With a schedule that is changing daily, it’s been difficult to find a stable routine. I don’t start work at 9 am and finish at 6 pm anymore. My part time job involves random long hours and my own work happens at all sorts of times. Weekends are no longer “weekends”, Wednesday is not a ‘hump day’ (most annoying office term ever, followed closely by ‘Friyay’) and Sunday evenings no longer fill me up with a sense of dread. Finding time to organise plans with friends and family is harder. But shopping for groceries at 11 am on a Tuesday is easier.

My old self is so conditioned to staying up late that I have found mornings unproductive. Everyone in books and on the internet is always saying a morning routine combined with a regular sleep schedule is essential to increase productivity, but how is this achievable when the schedule itself is the antithesis of consistent? It’s a problem I can’t seem to reconcile.

Unsurprisingly I am writing this now and it’s almost 1 am when really I should be going to bed. But the calm alertness that comes at this time when everyone else is sleeping, provides me with a sense of clarity that only seems to flourish in darkness. Maybe the same logic applies to the morning people.

I envisioned myself doing yoga and meditating daily but this has been less frequent. It’s the thing I need the most to calm my overactive mind but it’s also the easiest to erase from the list when there are deadlines and endless goals I am piling on myself to justify this life change. Could a stable morning routine solve this?! Looking after our mental health is critical. Stress never helped anybody.

I am struggling to understand what a day off is. I’m juggling painting + art related activities, with my part-time restaurant job and freelance social media work. The boundary between work and play has blurred massively but I am noticing I can’t switch off. There always seems to be something I have, I need, to do.

Even socialising with my closest people is starting to evoke some guilt. Should I be out, when I could be painting? Where do I draw the line at sacrificing things that are taking up precious time and a limited pool of money? But at what risk do I put myself in if I hibernate too much and burn out? Personal relationships are so important for our well being that to sacrifice time with our favourite humans feels foolish.

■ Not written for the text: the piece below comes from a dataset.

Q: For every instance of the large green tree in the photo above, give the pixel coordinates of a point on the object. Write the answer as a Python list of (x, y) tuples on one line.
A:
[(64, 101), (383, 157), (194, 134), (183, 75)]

Exactly how disciplined do I need to be for this all to work? I just don’t know.

It’s been exactly two months since I left my job. I feel like an entirely new person and my life feels like an entirely new life. My cousin told me today when I told him what I’d been up to that “it’s not a life update, it’s a paradigm shift!”. I suppose it has been.

Perhaps the key takeaway at this point for me is that change takes time, that achieving the things that matter most to us takes time. Patience and perseverance have a way of illuminating the right path. And it will all be, a-ok.